Lenora aveva sempre pensato che un inchino non facesse alcun rumore, ma che il gesto risuonasse come un tamburo di guerra nell'anima di chiunque riconosceva con quell'assurdo rituale la superiorità di un altro essere umano. Lenora Oresten non si era mai dovuta inchinare in vita sua e nessuna delle persone della sua terra si era mai dovuta prostrare di fronte a lei o suo padre. Nell'immensa sala del trono, seicento persone si inchinarono nello stesso istante. Migliaia di vesti, orecchini, collane, monete e spade risuonarono nello stesso momento. Lenora avrebbe ricordato il suono di quel gesto collettivo come l'assordante cacofonia della sottomissione. Per un attimo, l'annuncio delle trombe e l'incredibile reazione istantanea di tutta la folla l'aveva indotta a un impercettibile flessione delle gambe, ma poi, incurante delle conseguenze, aveva teso tutte le membra, drizzato la schiena e le gambe e aveva indossato il sorriso che utilizzava quando riusciva a stipulare un ottimo affare commerciale.

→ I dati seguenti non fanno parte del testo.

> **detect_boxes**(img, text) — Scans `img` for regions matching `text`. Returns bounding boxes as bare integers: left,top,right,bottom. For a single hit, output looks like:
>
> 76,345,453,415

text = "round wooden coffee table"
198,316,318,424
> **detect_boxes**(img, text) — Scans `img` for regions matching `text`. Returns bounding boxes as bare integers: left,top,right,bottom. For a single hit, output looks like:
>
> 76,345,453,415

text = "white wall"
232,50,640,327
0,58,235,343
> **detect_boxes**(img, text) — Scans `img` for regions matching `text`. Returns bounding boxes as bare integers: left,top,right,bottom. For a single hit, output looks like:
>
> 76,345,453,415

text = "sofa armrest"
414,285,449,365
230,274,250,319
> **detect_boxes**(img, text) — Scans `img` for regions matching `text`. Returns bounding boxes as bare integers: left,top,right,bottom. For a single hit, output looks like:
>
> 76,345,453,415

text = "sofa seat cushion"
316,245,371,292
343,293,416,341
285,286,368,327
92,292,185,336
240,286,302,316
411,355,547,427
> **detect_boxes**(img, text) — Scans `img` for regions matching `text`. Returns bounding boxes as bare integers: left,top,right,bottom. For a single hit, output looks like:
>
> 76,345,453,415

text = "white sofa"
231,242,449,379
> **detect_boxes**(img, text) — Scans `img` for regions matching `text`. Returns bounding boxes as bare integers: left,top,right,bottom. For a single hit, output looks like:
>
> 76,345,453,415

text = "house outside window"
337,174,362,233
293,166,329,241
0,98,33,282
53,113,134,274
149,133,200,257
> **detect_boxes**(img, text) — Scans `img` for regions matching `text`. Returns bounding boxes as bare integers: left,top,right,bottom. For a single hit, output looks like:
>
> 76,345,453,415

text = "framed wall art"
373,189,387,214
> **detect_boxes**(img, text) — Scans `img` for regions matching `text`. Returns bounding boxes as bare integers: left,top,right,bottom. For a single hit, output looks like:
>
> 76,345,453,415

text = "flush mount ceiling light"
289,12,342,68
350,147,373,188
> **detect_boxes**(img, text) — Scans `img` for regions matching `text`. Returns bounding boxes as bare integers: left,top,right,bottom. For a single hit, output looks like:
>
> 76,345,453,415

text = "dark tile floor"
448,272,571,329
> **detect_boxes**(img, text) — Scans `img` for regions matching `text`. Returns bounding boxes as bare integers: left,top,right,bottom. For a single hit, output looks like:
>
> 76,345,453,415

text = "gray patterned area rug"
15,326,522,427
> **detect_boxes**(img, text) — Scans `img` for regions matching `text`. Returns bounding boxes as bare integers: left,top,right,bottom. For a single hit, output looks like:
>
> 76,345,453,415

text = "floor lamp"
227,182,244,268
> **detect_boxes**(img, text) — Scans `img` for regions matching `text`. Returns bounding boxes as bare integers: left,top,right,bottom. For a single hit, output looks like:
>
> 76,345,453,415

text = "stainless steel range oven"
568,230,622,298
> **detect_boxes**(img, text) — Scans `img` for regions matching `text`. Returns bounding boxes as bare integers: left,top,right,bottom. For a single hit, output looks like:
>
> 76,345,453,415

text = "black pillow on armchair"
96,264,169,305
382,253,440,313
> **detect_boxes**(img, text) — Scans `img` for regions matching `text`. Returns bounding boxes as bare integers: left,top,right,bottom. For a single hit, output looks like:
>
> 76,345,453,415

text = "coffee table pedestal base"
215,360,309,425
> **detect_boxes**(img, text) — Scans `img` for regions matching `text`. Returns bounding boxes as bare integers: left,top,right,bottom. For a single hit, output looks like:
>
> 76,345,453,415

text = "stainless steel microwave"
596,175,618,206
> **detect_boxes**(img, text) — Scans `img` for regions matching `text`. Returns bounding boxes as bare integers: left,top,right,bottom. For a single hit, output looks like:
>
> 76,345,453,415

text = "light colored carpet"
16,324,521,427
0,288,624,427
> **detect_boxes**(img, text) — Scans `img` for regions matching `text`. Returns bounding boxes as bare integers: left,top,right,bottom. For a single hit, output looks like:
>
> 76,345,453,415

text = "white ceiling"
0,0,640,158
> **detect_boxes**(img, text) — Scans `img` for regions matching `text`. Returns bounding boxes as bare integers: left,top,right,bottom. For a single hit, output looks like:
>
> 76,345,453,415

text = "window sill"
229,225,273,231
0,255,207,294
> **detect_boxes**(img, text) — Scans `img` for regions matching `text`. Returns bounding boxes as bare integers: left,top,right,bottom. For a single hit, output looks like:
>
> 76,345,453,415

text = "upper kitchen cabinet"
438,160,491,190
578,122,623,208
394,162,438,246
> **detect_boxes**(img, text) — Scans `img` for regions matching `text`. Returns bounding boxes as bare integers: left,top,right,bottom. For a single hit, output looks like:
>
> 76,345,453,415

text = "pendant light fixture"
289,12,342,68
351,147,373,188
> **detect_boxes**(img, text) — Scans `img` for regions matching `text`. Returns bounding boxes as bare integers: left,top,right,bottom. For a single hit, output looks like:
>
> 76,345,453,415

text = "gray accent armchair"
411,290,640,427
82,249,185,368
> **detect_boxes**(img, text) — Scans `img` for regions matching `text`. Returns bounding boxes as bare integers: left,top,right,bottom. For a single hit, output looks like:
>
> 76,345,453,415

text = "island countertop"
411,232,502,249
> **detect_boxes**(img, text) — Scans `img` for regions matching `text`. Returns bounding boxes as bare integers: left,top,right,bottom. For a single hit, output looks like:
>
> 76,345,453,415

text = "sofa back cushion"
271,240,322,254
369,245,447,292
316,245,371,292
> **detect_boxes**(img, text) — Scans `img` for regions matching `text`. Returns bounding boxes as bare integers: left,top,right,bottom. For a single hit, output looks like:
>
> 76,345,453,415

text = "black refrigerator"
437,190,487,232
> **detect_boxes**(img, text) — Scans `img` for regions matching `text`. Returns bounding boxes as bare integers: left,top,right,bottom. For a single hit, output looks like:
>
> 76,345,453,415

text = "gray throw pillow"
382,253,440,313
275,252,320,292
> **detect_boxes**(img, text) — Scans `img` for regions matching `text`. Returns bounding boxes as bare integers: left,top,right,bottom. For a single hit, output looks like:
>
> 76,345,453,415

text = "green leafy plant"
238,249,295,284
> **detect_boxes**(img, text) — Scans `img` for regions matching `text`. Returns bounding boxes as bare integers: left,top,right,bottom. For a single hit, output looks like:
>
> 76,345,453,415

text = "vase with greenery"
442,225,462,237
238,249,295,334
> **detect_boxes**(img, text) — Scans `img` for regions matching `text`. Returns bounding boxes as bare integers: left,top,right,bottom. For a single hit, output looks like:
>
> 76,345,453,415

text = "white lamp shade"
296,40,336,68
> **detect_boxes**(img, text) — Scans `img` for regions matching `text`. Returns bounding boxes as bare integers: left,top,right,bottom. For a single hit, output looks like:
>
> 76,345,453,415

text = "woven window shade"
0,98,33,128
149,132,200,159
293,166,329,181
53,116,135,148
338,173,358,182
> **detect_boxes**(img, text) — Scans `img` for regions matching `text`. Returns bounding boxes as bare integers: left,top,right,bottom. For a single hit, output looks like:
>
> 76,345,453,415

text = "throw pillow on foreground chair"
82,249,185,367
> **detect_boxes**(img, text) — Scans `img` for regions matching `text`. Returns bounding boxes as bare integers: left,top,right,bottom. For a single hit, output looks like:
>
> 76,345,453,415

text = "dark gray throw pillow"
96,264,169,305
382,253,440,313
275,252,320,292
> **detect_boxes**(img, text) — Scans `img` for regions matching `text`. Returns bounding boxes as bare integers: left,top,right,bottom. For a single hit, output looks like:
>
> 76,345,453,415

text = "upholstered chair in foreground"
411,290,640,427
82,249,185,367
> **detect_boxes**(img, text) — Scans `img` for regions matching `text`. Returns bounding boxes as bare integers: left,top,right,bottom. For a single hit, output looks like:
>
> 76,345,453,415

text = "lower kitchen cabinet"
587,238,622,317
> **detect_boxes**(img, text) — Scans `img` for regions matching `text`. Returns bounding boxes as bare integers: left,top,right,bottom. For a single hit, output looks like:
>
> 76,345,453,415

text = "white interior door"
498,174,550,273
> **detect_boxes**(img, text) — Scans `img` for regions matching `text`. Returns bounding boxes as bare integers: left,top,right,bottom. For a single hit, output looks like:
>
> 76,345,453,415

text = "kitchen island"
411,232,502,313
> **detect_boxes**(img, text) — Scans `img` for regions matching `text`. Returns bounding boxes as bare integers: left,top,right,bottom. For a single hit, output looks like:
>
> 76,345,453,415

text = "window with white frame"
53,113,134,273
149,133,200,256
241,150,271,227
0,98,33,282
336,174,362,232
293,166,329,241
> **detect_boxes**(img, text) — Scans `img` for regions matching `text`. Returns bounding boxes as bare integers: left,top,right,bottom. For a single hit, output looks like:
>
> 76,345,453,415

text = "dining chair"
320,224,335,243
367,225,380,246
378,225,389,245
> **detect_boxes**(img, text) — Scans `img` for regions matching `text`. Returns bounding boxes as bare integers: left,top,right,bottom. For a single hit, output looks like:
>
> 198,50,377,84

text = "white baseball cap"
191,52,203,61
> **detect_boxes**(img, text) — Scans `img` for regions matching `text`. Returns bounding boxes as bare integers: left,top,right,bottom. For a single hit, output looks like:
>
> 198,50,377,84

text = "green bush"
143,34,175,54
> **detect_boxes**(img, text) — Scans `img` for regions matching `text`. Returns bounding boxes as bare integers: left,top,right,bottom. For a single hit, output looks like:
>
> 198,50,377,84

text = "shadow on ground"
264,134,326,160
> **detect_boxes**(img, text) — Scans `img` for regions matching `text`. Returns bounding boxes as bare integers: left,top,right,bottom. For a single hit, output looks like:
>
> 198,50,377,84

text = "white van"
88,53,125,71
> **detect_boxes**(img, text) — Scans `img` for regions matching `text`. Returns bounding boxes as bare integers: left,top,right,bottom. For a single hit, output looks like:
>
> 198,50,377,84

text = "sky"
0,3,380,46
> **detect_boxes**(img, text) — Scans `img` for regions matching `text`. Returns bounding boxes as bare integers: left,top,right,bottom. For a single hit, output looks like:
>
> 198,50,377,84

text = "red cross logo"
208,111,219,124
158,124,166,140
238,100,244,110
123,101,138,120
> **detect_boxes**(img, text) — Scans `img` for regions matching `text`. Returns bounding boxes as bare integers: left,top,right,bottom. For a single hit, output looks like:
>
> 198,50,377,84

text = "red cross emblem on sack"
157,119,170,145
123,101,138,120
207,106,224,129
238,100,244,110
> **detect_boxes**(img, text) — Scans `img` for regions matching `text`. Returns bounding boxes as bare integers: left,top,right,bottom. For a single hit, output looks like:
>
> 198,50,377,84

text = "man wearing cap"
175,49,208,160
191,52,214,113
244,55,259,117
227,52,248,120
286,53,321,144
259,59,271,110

Nessuno pareva avere notato la sua disubbidienza o nessuno sapeva come comportarsi in un evenienza che il protocollo reale non aveva mai dovuto gestire. Persino il potente senatore Flavio e il suo amico Richard, che da lei distavano solo un passo, non parevano essersi accorti che Lenora era ancora in piedi. Sapeva che presto la sua disubbidienza sarebbe stata notata da qualche invisibile osservatore, ma era curiosissima di vedere con quale metodo l'avrebbero obbligata a prostrarsi di fronte a un vecchio re e un falso dio. Fu Richard, qualche istante più tardi, a riportarla alla realtà. Sempre in ginocchio e con lo sguardo fisso al terreno, sussurrò: - Inchinati anche tu o dal colonnato partirà un dardo di balestra che si conficcherà nella tua splendida schiena altezzosa e ti farà inchinare per un po' più di un minuto. Hai gli abiti di una schiava. Qualcuno starà già prendendo la mira senza troppo curarsi della tua prematura dipartita.

Lenora parve realizzare solo allora che dopotutto si trovava in mezzo a un popolo selvaggio. Improvvisamente si rese conto di quanto le dolevano gli arti per la lunga e scomoda cavalcata, del fetore che ammorbava la sala rendendo l'aria praticamente irrespirabile per chi era abituato a un bagno tutti i giorni. Scrutò le mille piccole macchie in quelli che dovevano essere i vestiti più suntuosi, ma rigorosamente non stirati, della nobiltà di tutto il regno di Bravia. Valutò la semplice possibilità di sopportare l'innocuo dardo che si sarebbe vaporizzato a contatto col suo esoscudo, ma concluse che non era nè il momento nè il luogo per rivelare i suoi segreti ai Braviani. Con grazia  e studiata lentezza si inchinò al fianco del console. I suoi occhi rimasero fissi sul trono e quello che stava per accadere. Era moderatamente certa che il suo sguardo irriverente non sarebbe stato notato ora che la sua posa si era uniformata a quella del resto degli invitati. Il suo sorriso rimase spavaldo e compiaciuto.

I trombettieri interruppero la loro fanfara. Anche loro si inchinarono a destra e a sinistra del trono.

Il cerimoniere del re, l'eunuco Palladio Curzio Nimone, uno degli uomini più grassi che Lenora avesse mai visto, si animò dalla suo apparente torpore, comparendo in tutta la sua flaccida maestosità dal retro del grande trono di quarzo. Con una solenne voce da baritono, probabilmente una delle pochissime qualità che era riuscito a mantenere nei lunghi e oziosi anni  di servizio alla corte del re declamò:

- Rendiamo omaggio alle luci dei nostri giorni, ai signori delle nostre terre, al guardiano del nostro regno, al padrone delle nostre vite e al custode delle nostre anime; rendiamo omaggio a Raunat, nostro unico dio e protettore e al suo più fedele servo, il nostro amato re Publio Crasso Giannone.

Lenora non potè fare a meno di notare che nel discorso dell'eunuco, sicuramente a lungo imbastito, non si capiva con certezza se fosse Raunat o piuttosto il vecchio Publio quello che la gente doveva omaggiare come signore, guardiano e custode. Sicuramente Publio si era dovuto sottomettere alla prepotente presenza di Raunat definendosi suo servo, ma al contempo rimaneva una delle luci e dei signori del regno. Un servo, ma praticamente un dio anche lui. Lenora smise di sorridere.